The company could cut approximately 20% of its sales and marketing teams, said the report, citing “people with knowledge of the situation,” who asked not to be identified. The chipmaker had 113,700 employees as of July.
The major job cuts haven’t been made public, but an announcement is expected as early as this month, likely around Intel’s third-quarter earnings report on October 27. Intel last had major layoffs in 2016, when about 12,000 people were let go. As of July, Intel employed approximately 113,700 folks.
Lenovo, HP, Dell, and other PC makers have all seen a significant drop in PC sales due to global inflation and geopolitical instability. The steep decline in demand for PC processors has negatively affected Intel’s revenue.
Intel has also taken quite a hit by Apple’s 2020 decision to move away from Intel processors in its Mac computers and adopt its own custom Apple Silicon instead.
Earlier this year, Intel said 2022 sales would be around $11 billion lower than it had expected. Analysts are now predicting a third-quarter revenue drop of about 15%. Intel’s margins are also on the decline.

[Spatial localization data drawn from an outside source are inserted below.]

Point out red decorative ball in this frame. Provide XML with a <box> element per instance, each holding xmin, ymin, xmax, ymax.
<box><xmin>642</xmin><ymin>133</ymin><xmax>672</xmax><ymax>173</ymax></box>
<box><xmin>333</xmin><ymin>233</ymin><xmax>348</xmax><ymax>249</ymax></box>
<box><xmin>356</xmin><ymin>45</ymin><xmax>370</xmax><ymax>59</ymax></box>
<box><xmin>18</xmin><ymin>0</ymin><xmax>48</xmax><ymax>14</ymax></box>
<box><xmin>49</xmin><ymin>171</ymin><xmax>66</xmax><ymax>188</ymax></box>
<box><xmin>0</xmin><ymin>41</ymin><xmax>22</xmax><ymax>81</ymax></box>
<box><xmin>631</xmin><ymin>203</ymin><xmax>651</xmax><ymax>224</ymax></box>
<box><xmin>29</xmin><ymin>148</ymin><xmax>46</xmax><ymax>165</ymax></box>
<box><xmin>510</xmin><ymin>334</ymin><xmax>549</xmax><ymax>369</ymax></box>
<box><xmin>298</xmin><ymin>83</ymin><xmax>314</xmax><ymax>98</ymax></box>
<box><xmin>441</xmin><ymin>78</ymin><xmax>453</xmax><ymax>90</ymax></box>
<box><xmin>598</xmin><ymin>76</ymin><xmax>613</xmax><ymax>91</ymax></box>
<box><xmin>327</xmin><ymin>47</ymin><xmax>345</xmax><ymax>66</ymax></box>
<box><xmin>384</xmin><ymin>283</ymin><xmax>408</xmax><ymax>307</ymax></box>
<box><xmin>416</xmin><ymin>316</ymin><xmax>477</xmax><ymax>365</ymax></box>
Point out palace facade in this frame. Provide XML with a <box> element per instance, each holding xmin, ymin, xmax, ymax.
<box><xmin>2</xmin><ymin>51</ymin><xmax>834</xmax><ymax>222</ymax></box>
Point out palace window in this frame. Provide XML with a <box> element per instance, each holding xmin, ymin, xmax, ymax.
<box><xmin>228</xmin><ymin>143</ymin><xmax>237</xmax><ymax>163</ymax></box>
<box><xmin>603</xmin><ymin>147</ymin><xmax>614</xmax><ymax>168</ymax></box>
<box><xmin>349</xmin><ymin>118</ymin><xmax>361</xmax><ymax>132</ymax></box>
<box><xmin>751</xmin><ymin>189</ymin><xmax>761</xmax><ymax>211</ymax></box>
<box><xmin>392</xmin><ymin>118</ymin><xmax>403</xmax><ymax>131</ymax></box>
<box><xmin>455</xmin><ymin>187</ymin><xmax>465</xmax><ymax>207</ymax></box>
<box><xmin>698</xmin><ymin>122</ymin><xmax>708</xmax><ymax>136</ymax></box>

The chipmaker has also struggled to win back market share from rivals like AMD.
Worldwide PC shipments plunged during the third quarter, declining by 18%, according to Canalys. IDC announced similar findings, saying sales fell over 15%, while Gartner reported PC shipments were down 19.6% during the same quarter.
Intel’s profit margins have dropped greatly, falling 15 percentage points from its historical numbers of around 60%.
Intel is betting on turning things around by selling advanced AI-powered chips to the data-center market. The company is working with TSMC to build chips using the chip fabricator’s 5nm process. The Santa Clara, California chipmaker is also planning to sell shares of its Mobileye self-driving technology business in an initial public offering, which has been valued at $30 billion.
During its second-quarter earnings call, Intel acknowledged that it could make changes to improve profits. “We are also lowering core expenses in calendar year 2022 and will look to take additional actions in the second half of the year,” Chief Executive Officer Pat Gelsinger said.
Intel has declined to comment on the layoffs.